Baca Juga : Berbahaya, Sunat dengan Teknik Electrical Cauter Tidak Dianjurkan

Masalah ini menjadi perhatian tiga mahasiswi Fakultas Kedokteran Gigi Universitas Brawijaya (FKG UB);  Sofi Isna Marwati, Nabila Haqullah, dan Binar Rujati. Mereka memiliki gagasan untuk memanfaatkan alang-alang sebagai gel pengobatan luka di rongga mulut akibat penggunaan kawat gigi.

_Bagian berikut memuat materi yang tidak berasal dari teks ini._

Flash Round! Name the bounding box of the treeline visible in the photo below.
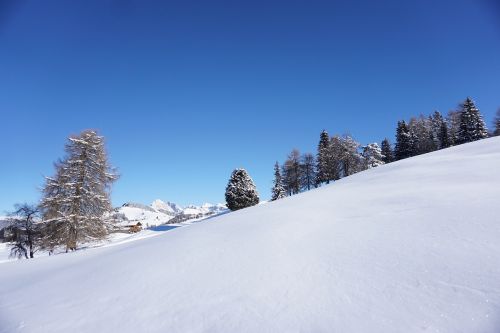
[4,130,118,259]
[271,98,500,200]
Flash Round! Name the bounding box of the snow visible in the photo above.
[151,199,182,215]
[0,138,500,333]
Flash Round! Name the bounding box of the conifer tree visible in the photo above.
[394,120,413,161]
[283,149,302,195]
[40,130,118,251]
[429,111,450,149]
[327,135,345,180]
[271,162,286,201]
[362,142,384,169]
[493,109,500,136]
[341,135,364,177]
[458,97,488,144]
[316,130,331,185]
[225,169,259,211]
[446,111,460,146]
[382,138,394,164]
[300,153,316,191]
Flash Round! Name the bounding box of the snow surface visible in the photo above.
[115,199,227,227]
[0,137,500,333]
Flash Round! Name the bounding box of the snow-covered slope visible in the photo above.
[0,138,500,333]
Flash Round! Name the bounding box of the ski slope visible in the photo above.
[0,137,500,333]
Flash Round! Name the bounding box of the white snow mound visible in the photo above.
[0,138,500,333]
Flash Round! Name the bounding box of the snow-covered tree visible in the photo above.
[283,149,301,195]
[300,153,316,191]
[446,111,460,146]
[362,142,384,169]
[271,162,286,201]
[40,130,118,251]
[226,169,259,211]
[394,120,412,160]
[493,109,500,136]
[341,135,363,177]
[327,135,345,180]
[8,203,40,259]
[429,111,450,149]
[458,97,488,144]
[316,130,333,185]
[382,138,394,164]
[408,115,436,156]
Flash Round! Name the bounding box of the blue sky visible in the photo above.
[0,0,500,213]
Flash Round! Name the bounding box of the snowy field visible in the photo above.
[0,137,500,333]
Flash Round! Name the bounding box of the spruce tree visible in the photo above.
[458,97,488,144]
[446,111,461,146]
[40,130,118,251]
[316,130,331,185]
[382,138,394,164]
[493,109,500,136]
[438,121,451,149]
[271,162,286,201]
[226,169,259,211]
[394,120,413,160]
[341,135,364,177]
[429,111,450,149]
[300,153,316,191]
[362,142,384,169]
[283,149,302,195]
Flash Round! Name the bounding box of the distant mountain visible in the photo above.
[151,199,186,215]
[111,199,227,227]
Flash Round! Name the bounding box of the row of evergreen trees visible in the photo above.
[271,98,500,200]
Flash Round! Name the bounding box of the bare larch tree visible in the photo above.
[40,130,118,251]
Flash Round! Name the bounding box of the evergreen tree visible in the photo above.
[493,109,500,136]
[458,97,488,144]
[300,153,316,191]
[40,130,118,251]
[408,115,436,156]
[271,162,286,201]
[327,135,345,180]
[226,169,259,211]
[429,111,450,149]
[341,135,363,177]
[283,149,301,195]
[394,120,413,161]
[7,203,40,259]
[382,138,394,164]
[446,111,460,146]
[316,130,332,185]
[362,142,384,169]
[438,121,451,149]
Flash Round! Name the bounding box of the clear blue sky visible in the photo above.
[0,0,500,213]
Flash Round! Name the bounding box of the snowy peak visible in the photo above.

Dibimbing oleh drg Astika Swastirani MSi, mereka berinovasi memanfaatkan tanaman alang-alang untuk dijadikan sebagai obat alternatif. 

Dijelaskan Sofi, tanaman alang-alang sudah memiliki nama dalam dunia kesehatan. Namun, keberadaan tanaman alang-alang tidak sebanding dengan kegunaannya dalam bidang kesehatan. Sehingga, tanaman ini sering dibuang begitu saja.

 Selain itu, belum ada penelitian terdahulu yang menjadikan alang-alang sebagai obat alternatif dalam penyembuhan ulkus traumatikus (luka terbuka pada mukosa mulut yang diakibatkan oleh trauma).

"Alang-alang memiliki kandungan flavonoid yang berperan sebagai antiradang dan antioksidan. Kandungan ini yang dapat membantu pengguna kawat gigi mengatasi luka selama menggunakan kawat gigi," terang Sofi.

Baca Juga : Ada Tambahan dari Singosari, Total 69 Pasien Covid-19 Meninggal di Kabupaten

Dijelaskan lebih lanjut, tanaman ini juga mampu meningkatkan daya tahan tubuh dan diyakini dapat mempercepat penyembuhan luka. "Selain itu, saat ini belum ada dampak negatif berupa keracunan maupun overdosis akibat penggunaan ekstrak alang-alang sebagai obat alternatif," imbuh Sofi.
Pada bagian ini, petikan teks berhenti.